En attendant, on m’a déposé dans un petit cabinet attenant à celui du directeur. Là on m’a laissé seul, bien verrouillé.

Je ne sais à quoi je pensais, ni depuis combien de temps j’étais là, quand un brusque et violent éclat de rire à mon oreille m’a réveillé de ma rêverie.

J’ai levé les yeux en tressaillant. Je n’étais plus seul dans la cellule. Un homme s’y trouvait avec moi, un homme d’environ cinquante-cinq ans, de moyenne taille; ridé, voûté, grisonnant; à membres trapus; avec un regard louche dans des yeux gris, un rire amer sur le visage; sale, en guenilles, demi-nu, repoussant à voir.
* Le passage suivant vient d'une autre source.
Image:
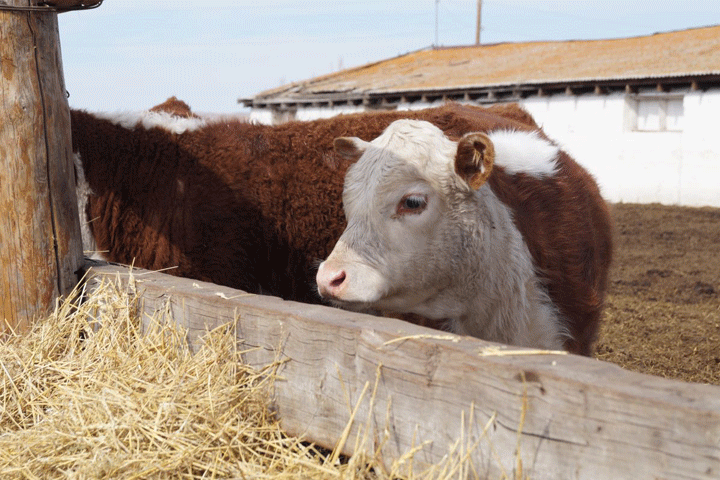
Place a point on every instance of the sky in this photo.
(132, 55)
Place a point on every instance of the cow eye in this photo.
(412, 203)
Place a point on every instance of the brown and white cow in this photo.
(253, 207)
(500, 235)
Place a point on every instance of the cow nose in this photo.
(331, 281)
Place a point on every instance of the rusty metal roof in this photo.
(685, 53)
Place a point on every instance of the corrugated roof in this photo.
(684, 53)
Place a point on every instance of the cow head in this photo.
(406, 198)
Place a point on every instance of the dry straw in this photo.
(91, 393)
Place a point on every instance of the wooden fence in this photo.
(514, 410)
(40, 243)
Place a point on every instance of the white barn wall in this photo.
(678, 168)
(674, 168)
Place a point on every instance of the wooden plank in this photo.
(543, 415)
(40, 242)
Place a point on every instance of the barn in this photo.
(636, 112)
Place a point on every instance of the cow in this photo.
(497, 234)
(249, 206)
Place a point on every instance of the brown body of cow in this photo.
(257, 207)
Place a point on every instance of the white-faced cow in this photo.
(499, 235)
(253, 207)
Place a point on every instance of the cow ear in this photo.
(349, 148)
(474, 159)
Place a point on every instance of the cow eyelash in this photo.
(412, 203)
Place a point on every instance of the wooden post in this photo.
(40, 243)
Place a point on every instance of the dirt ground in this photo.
(663, 311)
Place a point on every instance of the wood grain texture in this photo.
(583, 418)
(40, 243)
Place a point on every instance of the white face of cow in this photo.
(404, 200)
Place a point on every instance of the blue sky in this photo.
(131, 55)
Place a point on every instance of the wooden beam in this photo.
(550, 415)
(40, 242)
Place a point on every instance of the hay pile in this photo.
(87, 394)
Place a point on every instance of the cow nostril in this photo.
(338, 280)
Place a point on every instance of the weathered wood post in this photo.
(40, 243)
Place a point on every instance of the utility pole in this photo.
(478, 24)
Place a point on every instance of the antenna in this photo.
(478, 24)
(437, 2)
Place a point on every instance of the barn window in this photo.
(657, 114)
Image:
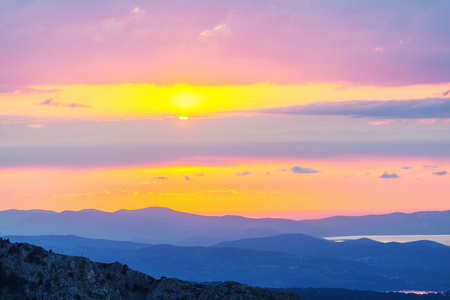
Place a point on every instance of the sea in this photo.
(439, 238)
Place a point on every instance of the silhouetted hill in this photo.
(423, 266)
(158, 225)
(30, 272)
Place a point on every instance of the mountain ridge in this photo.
(30, 272)
(164, 225)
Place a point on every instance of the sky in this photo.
(296, 109)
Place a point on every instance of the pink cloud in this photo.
(376, 123)
(66, 42)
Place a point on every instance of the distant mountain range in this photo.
(159, 225)
(290, 260)
(30, 272)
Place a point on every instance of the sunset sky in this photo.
(260, 108)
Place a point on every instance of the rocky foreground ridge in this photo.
(30, 272)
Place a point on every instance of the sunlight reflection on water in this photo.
(439, 238)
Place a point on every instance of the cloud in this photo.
(344, 36)
(441, 173)
(396, 109)
(301, 170)
(52, 102)
(376, 123)
(387, 175)
(37, 125)
(378, 49)
(137, 11)
(221, 30)
(245, 173)
(21, 90)
(445, 93)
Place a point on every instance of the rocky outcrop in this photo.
(30, 272)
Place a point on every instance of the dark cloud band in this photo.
(396, 109)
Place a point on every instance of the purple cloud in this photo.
(445, 93)
(441, 173)
(389, 176)
(302, 170)
(340, 48)
(394, 109)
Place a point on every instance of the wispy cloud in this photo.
(221, 30)
(245, 173)
(37, 125)
(52, 102)
(389, 176)
(302, 170)
(396, 109)
(441, 173)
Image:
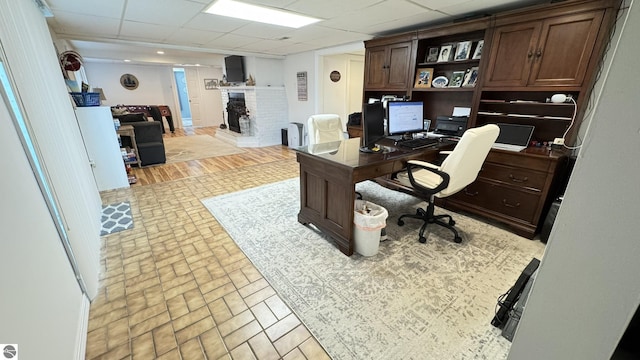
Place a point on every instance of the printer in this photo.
(451, 125)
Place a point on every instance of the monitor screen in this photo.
(372, 123)
(234, 66)
(405, 117)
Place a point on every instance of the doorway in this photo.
(183, 96)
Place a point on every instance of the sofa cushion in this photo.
(129, 118)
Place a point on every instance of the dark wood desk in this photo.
(328, 178)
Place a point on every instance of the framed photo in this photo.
(210, 84)
(462, 50)
(445, 53)
(470, 77)
(456, 79)
(432, 54)
(423, 77)
(478, 52)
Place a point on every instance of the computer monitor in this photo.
(405, 117)
(372, 123)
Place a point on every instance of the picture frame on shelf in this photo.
(471, 77)
(423, 78)
(478, 52)
(462, 51)
(457, 77)
(446, 52)
(210, 84)
(432, 54)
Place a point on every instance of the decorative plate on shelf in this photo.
(440, 81)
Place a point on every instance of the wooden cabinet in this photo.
(529, 54)
(549, 52)
(387, 66)
(513, 188)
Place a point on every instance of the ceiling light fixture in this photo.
(244, 11)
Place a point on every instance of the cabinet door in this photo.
(398, 65)
(512, 53)
(565, 49)
(375, 67)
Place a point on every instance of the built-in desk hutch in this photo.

Il paraît que la porte s’était ouverte, l’avait vomi, puis s’était refermée sans que je m’en fusse aperçu. Si la mort pouvait venir ainsi!

Nous nous sommes regardés quelques secondes fixement, l’homme et moi; lui, prolongeant son rire qui ressemblait à un râle; moi, demi-étonné, demi-effrayé.

– Qui êtes-vous? lui ai-je dit enfin.

– Drôle de demande! a-t-il répondu. Un friauche.

– Un friauche! Qu’est-ce que cela veut dire?

Cette question a redoublé sa gaieté.

– Cela veut dire, s’est-il écrié au milieu d’un éclat de rire, que le taule jouera au panier avec ma sorbonne dans six semaines, comme il va faire avec ta tronche dans six heures. – Ha! ha! il paraît que tu comprends maintenant.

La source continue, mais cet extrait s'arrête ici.